The Timewaster

The Timewaster likes to use firms, particularly large ones, as a free research department as he hunts for ideas, information and, particularly, statistics. Sadly you are most unlikely to appear in the article he claims to be writing for the Financial Times - he has still yet to be commissioned.

The article may appear if you are really lucky, with your firm’s hard work securing a small accreditation at the end of an accompanying chart (in a font no more than nine points in size). The many other firms he contacted and sent on fools errands will have fared less well, and have gained no coverage, although one of the Timewaster’s mates is quoted throughout.

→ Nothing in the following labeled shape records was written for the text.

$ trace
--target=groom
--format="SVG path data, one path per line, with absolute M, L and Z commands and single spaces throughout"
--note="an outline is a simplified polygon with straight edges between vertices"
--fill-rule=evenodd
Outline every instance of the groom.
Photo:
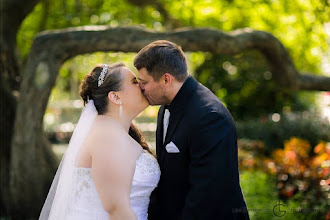
M 150 105 L 161 105 L 156 132 L 161 178 L 148 219 L 249 219 L 229 111 L 188 75 L 184 53 L 172 42 L 145 46 L 134 66 Z

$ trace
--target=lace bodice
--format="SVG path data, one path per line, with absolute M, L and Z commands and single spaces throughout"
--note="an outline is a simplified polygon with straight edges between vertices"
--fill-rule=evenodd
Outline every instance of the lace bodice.
M 103 209 L 92 179 L 91 168 L 75 168 L 75 183 L 73 184 L 74 207 L 70 208 L 68 219 L 108 219 L 108 213 Z M 147 219 L 150 194 L 155 189 L 160 178 L 157 160 L 144 151 L 136 160 L 135 173 L 130 193 L 131 207 L 138 220 Z M 110 187 L 110 186 L 109 186 Z M 89 216 L 89 217 L 88 217 Z

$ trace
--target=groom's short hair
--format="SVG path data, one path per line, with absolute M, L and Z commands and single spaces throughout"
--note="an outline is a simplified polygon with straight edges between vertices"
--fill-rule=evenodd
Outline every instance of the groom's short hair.
M 134 66 L 146 68 L 155 81 L 169 73 L 183 82 L 188 77 L 186 58 L 180 46 L 166 40 L 154 41 L 142 48 L 134 59 Z

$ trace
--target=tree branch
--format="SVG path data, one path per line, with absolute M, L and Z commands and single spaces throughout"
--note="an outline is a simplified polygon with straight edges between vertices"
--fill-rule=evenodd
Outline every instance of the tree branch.
M 40 52 L 54 53 L 63 61 L 96 51 L 138 52 L 158 39 L 173 41 L 181 45 L 184 51 L 235 55 L 246 50 L 258 50 L 266 57 L 274 80 L 280 86 L 299 90 L 330 90 L 329 77 L 299 73 L 277 38 L 268 32 L 248 28 L 230 33 L 201 28 L 160 33 L 137 27 L 89 26 L 42 32 L 36 37 L 33 47 Z

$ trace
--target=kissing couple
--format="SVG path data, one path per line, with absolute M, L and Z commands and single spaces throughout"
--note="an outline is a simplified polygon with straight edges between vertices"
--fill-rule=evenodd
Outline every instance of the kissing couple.
M 85 107 L 39 219 L 249 219 L 234 120 L 188 74 L 181 47 L 152 42 L 134 66 L 138 78 L 122 63 L 85 76 Z M 148 105 L 161 105 L 156 157 L 132 124 Z

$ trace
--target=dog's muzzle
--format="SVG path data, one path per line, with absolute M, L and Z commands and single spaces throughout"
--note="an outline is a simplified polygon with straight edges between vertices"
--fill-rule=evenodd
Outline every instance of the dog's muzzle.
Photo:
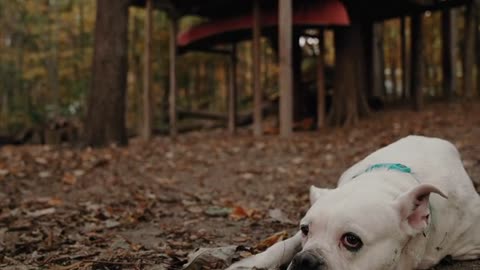
M 293 257 L 288 270 L 325 270 L 325 259 L 313 251 L 303 251 Z

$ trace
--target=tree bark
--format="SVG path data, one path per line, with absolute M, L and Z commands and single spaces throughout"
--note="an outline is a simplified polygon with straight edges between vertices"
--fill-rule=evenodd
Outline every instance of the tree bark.
M 383 23 L 373 24 L 372 96 L 383 98 L 385 93 L 385 61 L 383 53 Z
M 318 57 L 317 57 L 317 128 L 325 127 L 325 40 L 324 30 L 318 34 Z
M 280 0 L 278 45 L 280 58 L 280 136 L 290 137 L 293 127 L 292 102 L 292 0 Z
M 170 88 L 169 88 L 169 116 L 170 136 L 177 136 L 177 18 L 174 14 L 170 16 Z
M 400 25 L 402 47 L 402 96 L 406 99 L 410 93 L 410 61 L 407 50 L 407 17 L 402 17 Z
M 423 107 L 423 26 L 422 15 L 412 15 L 412 85 L 413 109 L 419 111 Z
M 152 94 L 152 3 L 147 0 L 145 6 L 145 52 L 143 73 L 143 128 L 142 139 L 148 141 L 152 138 L 153 126 L 153 94 Z
M 252 75 L 253 75 L 253 135 L 261 136 L 262 128 L 262 86 L 261 86 L 261 33 L 260 0 L 253 1 L 253 41 L 252 41 Z
M 237 45 L 232 44 L 228 68 L 228 131 L 234 134 L 237 127 Z
M 335 32 L 335 78 L 330 122 L 353 125 L 368 115 L 366 102 L 365 40 L 360 22 Z
M 475 60 L 475 7 L 476 1 L 470 1 L 465 12 L 465 48 L 463 50 L 463 93 L 464 97 L 473 96 L 473 73 Z
M 126 145 L 125 93 L 130 0 L 98 0 L 85 142 Z
M 453 9 L 442 11 L 442 64 L 443 95 L 447 100 L 453 97 L 456 89 L 455 59 L 457 52 L 456 16 Z

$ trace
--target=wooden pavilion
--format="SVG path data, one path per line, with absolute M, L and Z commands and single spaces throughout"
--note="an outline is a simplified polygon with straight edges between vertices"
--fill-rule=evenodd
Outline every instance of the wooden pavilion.
M 373 23 L 394 17 L 411 16 L 411 96 L 416 109 L 422 106 L 422 27 L 421 15 L 427 10 L 447 9 L 467 4 L 471 0 L 136 0 L 135 5 L 145 6 L 146 19 L 146 56 L 145 56 L 145 91 L 143 136 L 151 134 L 152 108 L 151 102 L 151 33 L 152 9 L 161 9 L 168 13 L 170 27 L 170 88 L 169 119 L 170 133 L 176 135 L 176 58 L 180 50 L 201 49 L 215 51 L 214 45 L 219 43 L 234 44 L 239 39 L 252 38 L 253 53 L 253 93 L 255 135 L 262 134 L 262 92 L 260 87 L 260 38 L 265 28 L 274 29 L 278 37 L 279 54 L 279 122 L 280 135 L 288 137 L 293 127 L 294 79 L 293 64 L 294 43 L 297 37 L 293 29 L 297 26 L 335 27 L 336 44 L 336 89 L 337 96 L 347 95 L 341 88 L 358 88 L 368 92 L 374 85 L 375 62 L 372 61 Z M 209 22 L 196 26 L 185 33 L 178 33 L 177 23 L 186 15 L 205 17 Z M 271 30 L 272 31 L 272 30 Z M 323 33 L 320 31 L 319 33 Z M 321 39 L 321 36 L 319 36 Z M 353 45 L 353 46 L 352 46 Z M 221 51 L 232 55 L 228 101 L 228 128 L 235 130 L 236 119 L 236 87 L 235 87 L 235 46 L 230 51 Z M 217 51 L 218 52 L 218 51 Z M 366 57 L 362 56 L 366 55 Z M 358 61 L 352 63 L 352 59 Z M 322 57 L 319 57 L 321 61 Z M 324 124 L 323 65 L 318 65 L 318 126 Z M 340 71 L 340 72 L 338 72 Z M 377 70 L 378 72 L 378 70 Z M 383 72 L 383 71 L 381 71 Z M 348 82 L 347 76 L 357 78 Z M 358 79 L 359 78 L 359 79 Z M 338 86 L 338 89 L 337 89 Z M 346 91 L 346 90 L 345 90 Z M 355 92 L 354 92 L 355 93 Z M 337 99 L 340 100 L 340 99 Z M 362 101 L 354 101 L 361 104 Z M 363 102 L 365 103 L 365 102 Z M 357 104 L 345 104 L 344 107 L 359 107 Z M 348 121 L 349 117 L 346 116 Z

"We have secured a great contact for the future" you guiltily tell the poor solicitor who had to do all the work late one evening on top of an overfull caseload. In fact this is the sort of contact you can do without, and a bankruptcy-sized invoice for your firm’s wasted time would be the appropriate response and a public service.

Timewasters are particularly found amongst TV researchers and newer freelancer journalists, although there are plenty of Timewasters on the tabloids too who will take your ideas and work, leaving scant credit once they and the sub-editors have hacked the copy.

The best way to avoid the Timewaster is to be clear from the start with journalists what they want, why they want it, specifically what they are going to give you in return.... and do they have the power to deliver their promises. Double-check that freelancers claiming to be writing for a publication have genuinely been commissioned.